Gama escolheu uma das instituições com ensino a distância mais conceituadas do país. Atualmente, apenas 11 instituições de desta modalidade fazem parte do seleto grupo com nota máxima no MEC, que avalia as notas dos cursos e faz visitas in loco. Além da nota da universidade, especialistas alertam que é importante verificar também a avaliação da disciplina no Enade (Exame Nacional de Desempenho de Estudantes) antes de escolher em qual se matricular.
O contratante valoriza quem se formou a distância?
Os diplomas são exatamente iguais. Não importa se o aluno passou anos se deslocando até a faculdade para assistir às aulas ou se estudou pela internet, no computador de casa ou no celular enquanto enfrentava o trânsito, a formação em cursos presenciais ou a distância têm o mesmo valor.
Na maioria dos casos, o mercado de trabalho já não faz distinção entre as duas modalidades de aprendizado. Para ganhar um emprego, o candidato tem que ser competente e formado por uma boa instituição de ensino, mesmo que a distância. Essa é a avaliação de especialistas em educação, empregadores e empregados ouvidos pela reportagem.
César Arcanjo, 32 anos, é um exemplo. Formado em turismo em 2007, queria continuar a estudar, mas além de não se identificar com nenhuma pós-graduação, não enxergava meios de encaixar as aulas em sua rotina atribulada. Quando encontrou o curso ideal na versão a distância, ganhou um incentivo a mais: a empresa em que trabalha oferece ajuda financeira aos funcionários que querem se aperfeiçoar. O método escolhido não importa.
“Vejo o mercado aceitando completamente o EAD. A vida é muito corrida atualmente, e estamos completamente inseridos nesse contexto de uso da internet”, afirma o aluno de um MBA em gestão de negócios no IBMEC.
A aceitação, no entanto, não é unânime. Em algumas áreas, os estudos online ainda são vistos com ressalvas. Saiba quais são na reportagem completa.

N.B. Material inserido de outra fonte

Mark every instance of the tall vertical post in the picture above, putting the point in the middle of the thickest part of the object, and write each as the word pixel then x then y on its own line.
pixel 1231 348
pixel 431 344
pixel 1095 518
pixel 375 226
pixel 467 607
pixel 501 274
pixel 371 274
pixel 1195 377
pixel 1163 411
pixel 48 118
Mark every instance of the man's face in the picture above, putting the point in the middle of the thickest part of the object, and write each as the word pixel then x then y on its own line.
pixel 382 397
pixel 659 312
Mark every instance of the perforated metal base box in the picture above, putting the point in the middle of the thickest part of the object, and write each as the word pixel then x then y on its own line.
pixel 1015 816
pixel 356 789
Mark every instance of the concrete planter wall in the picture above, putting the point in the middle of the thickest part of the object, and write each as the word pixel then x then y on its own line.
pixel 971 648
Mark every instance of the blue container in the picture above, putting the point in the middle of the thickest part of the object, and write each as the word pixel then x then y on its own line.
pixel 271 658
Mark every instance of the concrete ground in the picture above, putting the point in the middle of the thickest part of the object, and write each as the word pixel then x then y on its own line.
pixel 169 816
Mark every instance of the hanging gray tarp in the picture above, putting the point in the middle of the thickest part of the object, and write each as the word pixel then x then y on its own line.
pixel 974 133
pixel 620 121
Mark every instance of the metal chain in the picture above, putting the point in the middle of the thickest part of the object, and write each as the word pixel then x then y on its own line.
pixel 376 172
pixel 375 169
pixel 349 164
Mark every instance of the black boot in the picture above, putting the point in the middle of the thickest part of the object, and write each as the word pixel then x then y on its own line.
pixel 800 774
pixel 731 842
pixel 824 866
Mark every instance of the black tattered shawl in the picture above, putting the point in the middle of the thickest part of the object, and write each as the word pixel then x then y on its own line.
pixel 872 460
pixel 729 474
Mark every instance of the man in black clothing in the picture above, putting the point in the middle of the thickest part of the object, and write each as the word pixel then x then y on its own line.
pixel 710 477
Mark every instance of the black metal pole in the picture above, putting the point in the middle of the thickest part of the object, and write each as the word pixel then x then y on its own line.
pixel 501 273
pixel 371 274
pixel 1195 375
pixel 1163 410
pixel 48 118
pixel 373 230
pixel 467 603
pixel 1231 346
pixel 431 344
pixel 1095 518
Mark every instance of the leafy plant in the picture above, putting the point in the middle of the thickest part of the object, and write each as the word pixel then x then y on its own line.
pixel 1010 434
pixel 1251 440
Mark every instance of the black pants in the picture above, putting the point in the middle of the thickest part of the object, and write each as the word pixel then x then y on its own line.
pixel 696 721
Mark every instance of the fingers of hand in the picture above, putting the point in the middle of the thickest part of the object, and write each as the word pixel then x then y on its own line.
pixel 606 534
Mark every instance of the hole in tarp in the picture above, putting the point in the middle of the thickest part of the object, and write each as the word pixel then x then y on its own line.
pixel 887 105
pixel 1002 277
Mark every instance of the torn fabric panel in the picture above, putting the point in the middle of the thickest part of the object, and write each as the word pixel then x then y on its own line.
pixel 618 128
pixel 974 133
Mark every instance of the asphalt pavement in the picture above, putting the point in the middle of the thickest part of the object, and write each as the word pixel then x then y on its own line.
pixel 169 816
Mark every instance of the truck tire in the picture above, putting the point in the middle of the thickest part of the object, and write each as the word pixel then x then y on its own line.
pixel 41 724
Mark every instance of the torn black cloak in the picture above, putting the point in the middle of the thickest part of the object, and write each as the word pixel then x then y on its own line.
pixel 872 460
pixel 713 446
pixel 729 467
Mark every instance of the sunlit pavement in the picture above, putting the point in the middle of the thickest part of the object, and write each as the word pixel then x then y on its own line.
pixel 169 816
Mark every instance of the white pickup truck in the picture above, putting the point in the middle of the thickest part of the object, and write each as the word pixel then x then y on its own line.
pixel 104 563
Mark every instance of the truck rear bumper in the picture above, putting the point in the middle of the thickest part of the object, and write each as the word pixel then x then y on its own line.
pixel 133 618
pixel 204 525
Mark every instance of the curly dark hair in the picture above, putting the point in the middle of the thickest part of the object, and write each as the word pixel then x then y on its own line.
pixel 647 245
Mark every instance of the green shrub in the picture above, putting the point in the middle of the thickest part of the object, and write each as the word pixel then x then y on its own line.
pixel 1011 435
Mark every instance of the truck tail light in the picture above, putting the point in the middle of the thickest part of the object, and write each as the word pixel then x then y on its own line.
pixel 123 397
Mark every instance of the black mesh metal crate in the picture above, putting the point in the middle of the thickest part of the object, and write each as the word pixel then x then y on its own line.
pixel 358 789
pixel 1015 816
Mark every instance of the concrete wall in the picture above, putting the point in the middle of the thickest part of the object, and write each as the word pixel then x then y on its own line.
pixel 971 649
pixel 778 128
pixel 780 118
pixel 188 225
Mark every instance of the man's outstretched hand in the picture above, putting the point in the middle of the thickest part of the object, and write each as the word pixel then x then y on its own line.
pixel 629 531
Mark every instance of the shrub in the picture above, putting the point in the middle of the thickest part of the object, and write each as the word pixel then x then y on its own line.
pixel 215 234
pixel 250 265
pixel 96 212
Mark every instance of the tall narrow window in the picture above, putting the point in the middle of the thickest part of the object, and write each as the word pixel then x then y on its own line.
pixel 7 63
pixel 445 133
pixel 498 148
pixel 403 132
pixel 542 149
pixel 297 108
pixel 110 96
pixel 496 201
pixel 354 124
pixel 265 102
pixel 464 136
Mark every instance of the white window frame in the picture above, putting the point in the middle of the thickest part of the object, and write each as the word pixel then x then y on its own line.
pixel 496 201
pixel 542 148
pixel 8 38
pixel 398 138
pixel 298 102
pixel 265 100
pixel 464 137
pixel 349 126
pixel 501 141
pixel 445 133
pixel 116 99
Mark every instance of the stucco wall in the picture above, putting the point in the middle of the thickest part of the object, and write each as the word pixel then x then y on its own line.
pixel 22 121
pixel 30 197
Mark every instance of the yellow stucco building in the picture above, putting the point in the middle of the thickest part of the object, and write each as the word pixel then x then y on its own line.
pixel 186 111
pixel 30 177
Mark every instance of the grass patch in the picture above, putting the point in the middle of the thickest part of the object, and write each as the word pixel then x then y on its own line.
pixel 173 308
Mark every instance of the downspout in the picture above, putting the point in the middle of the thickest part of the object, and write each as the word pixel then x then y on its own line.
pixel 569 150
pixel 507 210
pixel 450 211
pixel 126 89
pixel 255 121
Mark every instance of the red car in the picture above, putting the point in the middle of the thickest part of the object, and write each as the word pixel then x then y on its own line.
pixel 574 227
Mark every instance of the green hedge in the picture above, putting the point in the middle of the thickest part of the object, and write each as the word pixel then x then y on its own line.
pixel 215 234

Semipresencial é opção para quem não se adapta apenas ao online
Nem 100% online nem apenas sentado em sala de aula ouvindo o professor. O futuro do ensino é híbrido. Profissionais que trabalham com educação superior a distância acreditam que a mistura de ferramentas tecnológicas com atividades presenciais irá nortear a formação dos estudantes brasileiros nos próximos anos.
Os cursos semipresenciais começaram a se disseminar com mais força no Brasil desde 2015. Neles, os alunos assistem às aulas em ambientes virtuais, mas combinam essa experiência com vivências em salas e laboratórios.